IBM Research and Science of Synthesis/Thieme Chemistry
Collaborate to accelerate discovery in organic chemistry
Stuttgart – In 2018 IBM launched the RXN for Chemistry cloud platform to help synthetic organic chemists in predicting the outcome of chemical reactions using an artificial intelligence (AI) model, called Molecular Transformer. Today the platform has executed nearly 4 million predictions from 26,000 users with more than 100 published papers from different groups around the world using the same underlying technology.
A prerequisite for achieving optimal prediction results is high-quality datasets. Until recently, RXN for Chemistry was trained on 2.5 million records taken from patents and textbook-like chemical reactions. The baseline models achieved more than 90 percent accuracy when tested on the representative chemistry of the training data, but to become a standard tool of the discovery process the IBM team knew it would need to improve its range to additional reaction classes.

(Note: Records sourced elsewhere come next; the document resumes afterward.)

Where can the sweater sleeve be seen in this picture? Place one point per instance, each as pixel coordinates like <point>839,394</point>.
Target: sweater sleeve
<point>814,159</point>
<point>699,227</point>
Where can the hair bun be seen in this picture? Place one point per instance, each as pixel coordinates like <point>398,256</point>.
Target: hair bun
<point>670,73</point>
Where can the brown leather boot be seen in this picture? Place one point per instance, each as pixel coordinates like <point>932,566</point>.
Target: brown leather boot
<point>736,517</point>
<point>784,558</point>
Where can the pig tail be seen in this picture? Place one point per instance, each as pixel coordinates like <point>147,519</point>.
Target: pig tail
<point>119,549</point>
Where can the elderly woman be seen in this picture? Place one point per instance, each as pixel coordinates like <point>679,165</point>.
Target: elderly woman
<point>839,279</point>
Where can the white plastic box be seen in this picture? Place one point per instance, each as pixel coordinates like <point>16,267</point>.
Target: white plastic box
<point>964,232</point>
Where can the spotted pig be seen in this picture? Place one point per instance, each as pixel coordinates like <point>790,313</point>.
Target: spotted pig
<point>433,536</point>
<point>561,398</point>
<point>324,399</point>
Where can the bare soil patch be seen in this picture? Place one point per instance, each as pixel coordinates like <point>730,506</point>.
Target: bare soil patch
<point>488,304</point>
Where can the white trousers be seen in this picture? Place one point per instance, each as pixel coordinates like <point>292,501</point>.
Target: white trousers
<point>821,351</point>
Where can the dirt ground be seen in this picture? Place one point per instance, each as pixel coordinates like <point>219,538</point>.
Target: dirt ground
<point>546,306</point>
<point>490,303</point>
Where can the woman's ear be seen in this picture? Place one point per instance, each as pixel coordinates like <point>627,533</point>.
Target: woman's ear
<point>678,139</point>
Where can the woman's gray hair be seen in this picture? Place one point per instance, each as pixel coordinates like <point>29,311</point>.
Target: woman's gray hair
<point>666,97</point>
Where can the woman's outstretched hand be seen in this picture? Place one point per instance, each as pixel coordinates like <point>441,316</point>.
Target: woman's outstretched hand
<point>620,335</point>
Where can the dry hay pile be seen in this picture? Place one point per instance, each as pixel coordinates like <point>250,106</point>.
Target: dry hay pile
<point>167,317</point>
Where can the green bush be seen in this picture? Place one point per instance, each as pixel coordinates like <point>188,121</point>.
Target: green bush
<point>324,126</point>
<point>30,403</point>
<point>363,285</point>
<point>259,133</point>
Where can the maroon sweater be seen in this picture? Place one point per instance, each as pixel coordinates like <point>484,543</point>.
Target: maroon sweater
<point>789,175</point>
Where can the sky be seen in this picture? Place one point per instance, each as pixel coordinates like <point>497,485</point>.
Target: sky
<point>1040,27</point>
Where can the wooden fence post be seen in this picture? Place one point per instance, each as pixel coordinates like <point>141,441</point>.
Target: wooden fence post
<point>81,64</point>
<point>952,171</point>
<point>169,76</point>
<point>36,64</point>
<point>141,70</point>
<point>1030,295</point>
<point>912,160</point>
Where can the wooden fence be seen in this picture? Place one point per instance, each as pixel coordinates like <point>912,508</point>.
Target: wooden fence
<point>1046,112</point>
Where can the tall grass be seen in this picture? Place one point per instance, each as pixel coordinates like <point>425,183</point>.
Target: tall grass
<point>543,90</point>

Earlier this year IBM Research and Thieme Chemistry incorporated expert synthesis data from Thieme's curated digital publication source on organic chemistry – Science of Synthesis – into RXN for Chemistry and initial results show that Thieme-trained models predict correct reactions twice as often as baseline models when tested on Science of Synthesis chemistry.
Initial results of forward reaction prediction on two reactions from Science of Synthesis.
"The challenge for organic chemists is that there are hundreds of thousands of possible reactions of organic compounds. To address this, we used natural language processing models for all RXN prediction tasks. The RXN models have no built-in chemistry and are not based on codified rules. Every chemical prediction is based on the knowledge learned from the data during training. With AI, cloud and automation, today we can accelerate discovery in organic chemistry by a factor of ten," says Dr. Teodoro Laino, Distinguished Scientist at IBM Research Europe.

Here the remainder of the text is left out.